Part of what I can’t get out of my mind lately is mindfulness. As I’ve taken time lately to slow down, get still and meditate, I realize that I need to add more mindfulness. Especially when I’m eating. So it came to me that I would like to evolve to teaching mindful eating habits (okay it’s been there for a while, since my cousin Jacki told me about going to a food meditation). Thus if I want to teach it, I need to DO and practice it myself. And so I have been. But as it’s been on my mind a lot lately, it is only fitting that I asked for it and have received guidance, in this email I got from Gabby Bernstein this morning.

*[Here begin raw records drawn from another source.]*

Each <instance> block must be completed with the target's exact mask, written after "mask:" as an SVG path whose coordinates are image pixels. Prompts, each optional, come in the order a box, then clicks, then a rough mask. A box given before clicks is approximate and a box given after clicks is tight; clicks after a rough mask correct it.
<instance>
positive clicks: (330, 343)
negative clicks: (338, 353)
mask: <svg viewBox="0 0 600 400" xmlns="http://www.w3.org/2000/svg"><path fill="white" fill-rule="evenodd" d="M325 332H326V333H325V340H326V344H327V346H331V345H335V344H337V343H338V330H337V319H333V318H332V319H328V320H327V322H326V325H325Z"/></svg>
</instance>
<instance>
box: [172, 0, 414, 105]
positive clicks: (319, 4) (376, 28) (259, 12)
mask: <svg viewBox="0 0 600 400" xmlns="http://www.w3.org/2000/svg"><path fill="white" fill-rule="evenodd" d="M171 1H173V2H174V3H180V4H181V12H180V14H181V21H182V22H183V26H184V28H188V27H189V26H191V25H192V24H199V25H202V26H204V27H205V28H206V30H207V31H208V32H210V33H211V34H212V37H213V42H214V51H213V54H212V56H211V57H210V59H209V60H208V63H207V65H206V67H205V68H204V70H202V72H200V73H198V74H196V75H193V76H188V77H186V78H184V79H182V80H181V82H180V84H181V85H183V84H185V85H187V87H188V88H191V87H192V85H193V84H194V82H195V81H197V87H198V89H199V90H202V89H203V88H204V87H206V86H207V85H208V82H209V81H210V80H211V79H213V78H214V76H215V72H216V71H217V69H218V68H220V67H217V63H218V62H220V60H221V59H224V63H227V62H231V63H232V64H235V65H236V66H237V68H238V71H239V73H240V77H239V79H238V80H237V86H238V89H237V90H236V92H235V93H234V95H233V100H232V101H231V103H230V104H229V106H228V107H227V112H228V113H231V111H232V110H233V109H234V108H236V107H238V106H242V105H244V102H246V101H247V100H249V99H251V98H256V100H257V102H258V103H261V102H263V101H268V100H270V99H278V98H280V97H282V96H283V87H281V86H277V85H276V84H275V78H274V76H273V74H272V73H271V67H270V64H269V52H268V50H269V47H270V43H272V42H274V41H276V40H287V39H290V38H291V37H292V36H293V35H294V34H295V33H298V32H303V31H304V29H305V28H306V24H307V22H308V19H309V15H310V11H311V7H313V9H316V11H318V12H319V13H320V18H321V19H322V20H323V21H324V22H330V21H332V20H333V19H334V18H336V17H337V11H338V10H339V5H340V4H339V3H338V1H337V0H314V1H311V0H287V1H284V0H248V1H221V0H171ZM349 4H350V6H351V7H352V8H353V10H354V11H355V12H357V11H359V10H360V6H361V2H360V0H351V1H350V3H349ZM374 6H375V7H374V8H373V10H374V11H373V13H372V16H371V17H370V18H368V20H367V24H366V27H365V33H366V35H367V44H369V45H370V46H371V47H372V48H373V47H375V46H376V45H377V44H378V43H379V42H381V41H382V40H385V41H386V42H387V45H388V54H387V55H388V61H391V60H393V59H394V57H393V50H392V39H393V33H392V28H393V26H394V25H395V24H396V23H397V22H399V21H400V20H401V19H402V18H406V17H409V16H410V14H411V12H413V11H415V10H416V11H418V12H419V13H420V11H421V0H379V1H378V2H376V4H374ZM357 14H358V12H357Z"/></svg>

I am like Gabby in this instance. I seem to be going at about 100 most of the time. Eating is now exception. I tend to plow through a plate, rather than taking time to enjoy what I’ve created. Which has honestly not served me well in the past. I blaze past the signals telling me I’m full. I continue to eat for eatings sake. Or I’d end up binging. I’ll jump into this loop of shame. Gone is the pleasure of eating.

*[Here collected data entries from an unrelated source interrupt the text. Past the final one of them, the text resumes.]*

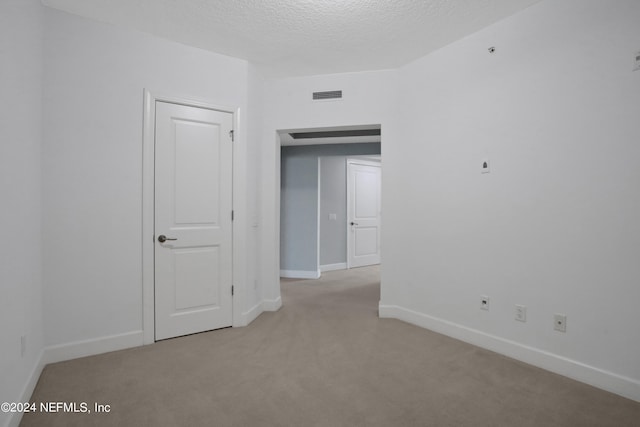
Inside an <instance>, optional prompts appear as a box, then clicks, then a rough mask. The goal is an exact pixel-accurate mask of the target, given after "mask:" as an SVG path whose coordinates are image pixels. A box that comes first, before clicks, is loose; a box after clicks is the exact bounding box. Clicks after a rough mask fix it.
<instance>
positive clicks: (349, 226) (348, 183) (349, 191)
mask: <svg viewBox="0 0 640 427" xmlns="http://www.w3.org/2000/svg"><path fill="white" fill-rule="evenodd" d="M380 177H381V169H380V166H379V165H372V164H359V163H356V162H354V161H349V162H348V163H347V186H348V191H347V204H348V215H349V232H348V233H349V234H348V236H347V251H348V256H347V263H348V267H349V268H351V267H362V266H365V265H373V264H379V263H380V201H381V200H380V184H381V182H380Z"/></svg>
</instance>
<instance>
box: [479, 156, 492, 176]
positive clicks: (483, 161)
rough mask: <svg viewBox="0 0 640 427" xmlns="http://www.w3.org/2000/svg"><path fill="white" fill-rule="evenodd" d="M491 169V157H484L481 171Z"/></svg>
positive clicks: (489, 169)
mask: <svg viewBox="0 0 640 427" xmlns="http://www.w3.org/2000/svg"><path fill="white" fill-rule="evenodd" d="M490 171H491V165H490V164H489V159H483V160H482V167H481V170H480V173H489V172H490Z"/></svg>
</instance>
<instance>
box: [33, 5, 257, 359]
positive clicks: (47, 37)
mask: <svg viewBox="0 0 640 427" xmlns="http://www.w3.org/2000/svg"><path fill="white" fill-rule="evenodd" d="M45 40H46V42H45V56H44V59H45V78H44V94H45V99H44V109H45V120H44V126H45V145H44V162H43V170H44V180H45V184H44V214H45V215H44V254H45V256H44V274H45V277H46V280H47V283H46V288H45V298H46V305H45V309H44V313H45V321H46V344H47V345H48V346H49V349H51V350H52V351H54V350H55V352H56V354H58V355H61V356H59V357H64V356H65V355H67V356H68V355H70V354H72V353H73V351H74V350H75V349H77V348H83V347H84V348H87V346H93V347H94V348H96V350H97V351H105V350H107V349H113V348H114V347H115V348H117V347H122V346H131V345H137V344H140V343H141V340H140V338H141V334H140V332H141V329H142V278H141V275H142V270H141V264H142V262H141V247H142V241H141V234H142V228H141V227H142V212H141V206H142V120H143V108H142V107H143V89H144V88H148V89H150V90H151V91H152V92H154V91H158V92H159V93H162V94H170V95H174V96H180V97H183V98H193V99H197V100H204V101H209V102H211V103H214V104H216V105H223V106H229V107H239V108H240V128H239V130H238V139H237V142H236V144H235V146H234V147H235V148H234V156H239V157H240V159H241V162H240V167H237V168H234V185H235V186H236V191H235V195H234V206H236V207H237V209H238V217H237V218H236V223H235V224H236V225H237V224H240V225H239V226H238V228H237V230H238V231H237V232H238V233H240V234H241V236H240V238H239V242H240V243H239V244H237V245H234V256H235V259H234V262H235V263H236V266H235V267H236V268H237V269H239V271H241V272H242V275H241V276H240V277H235V278H234V279H235V280H236V282H235V285H236V289H237V290H238V291H239V294H238V295H239V296H238V297H239V298H242V300H243V301H245V302H247V301H249V299H248V298H249V297H248V296H247V292H246V286H245V283H246V280H247V277H248V276H249V273H248V272H247V271H246V270H248V267H246V266H247V255H246V254H247V253H248V252H249V251H248V245H249V242H250V239H249V236H248V233H247V231H246V228H247V227H246V224H247V216H248V207H247V206H249V199H250V196H249V194H248V189H247V188H245V187H247V184H246V180H247V178H246V175H247V173H248V172H247V171H248V169H250V168H249V167H247V160H246V158H247V156H248V155H247V147H246V144H247V136H246V134H247V132H246V129H247V125H246V121H245V120H243V119H244V114H245V112H246V109H247V108H246V107H247V102H248V94H247V81H248V76H247V74H248V65H247V63H246V61H243V60H239V59H234V58H229V57H225V56H221V55H217V54H213V53H210V52H206V51H203V50H200V49H195V48H191V47H187V46H184V45H181V44H177V43H173V42H169V41H165V40H162V39H158V38H155V37H152V36H149V35H145V34H143V33H138V32H134V31H128V30H123V29H119V28H116V27H113V26H110V25H105V24H101V23H97V22H94V21H91V20H87V19H83V18H79V17H76V16H73V15H69V14H65V13H62V12H58V11H54V10H51V9H47V12H46V30H45ZM254 163H255V161H254ZM236 166H237V164H236ZM243 224H244V225H243ZM254 246H255V243H254ZM235 271H238V270H236V269H234V272H235ZM241 311H242V310H241ZM238 314H239V313H237V312H234V322H235V321H236V317H237V315H238ZM87 340H88V341H89V342H87ZM96 341H97V342H96ZM101 343H102V344H103V345H102V344H101Z"/></svg>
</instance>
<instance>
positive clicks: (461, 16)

How can I get it back? For me it began with deciding to change. Change my habits. Change my routine. Create a new ritual. No more eating on-the-go. No eating in the car. Take time to eat a meal, like you take time to mediate. Like Gabby says when people say they don’t have time: do you have time to feel like shit? Because I will attest that if my eating is not good, I don’t feel good, period. I want to perform at a high level when I’m going a 100, so I better slow down and create time for mindful habits.
And so I have created a new routine. Now I think it’s important that the habit seem natural to you. Not everyone’s will be the same. This is what works and feels good to me. With each meal I take time preparing it. Then once my plate is ready, I sit on my big pillow downstairs. I light my candles. I turn off distractions. No phone. No computer. No music. I say a silent little thanks for the food and fuel. And then I slowly take to eating it. One bite at a time. I taste each bite. I allow myself to enjoy each bite. To celebrate each bite. Then when I am full or partially full, I stop. I give thanks again. I rest for a moment with my eyes closed, before I go and wash my plate off. That’s it, but boy does it make a difference!
Think about it. Think about your relationship to food. What are your habits? Are they working? I’ll be frank, my habits were not working. What does it hurt to try something new? Maybe try it for 40 days? That’s how long they say it takes for habits to form. How can you start including more mindfulness into your eating routine?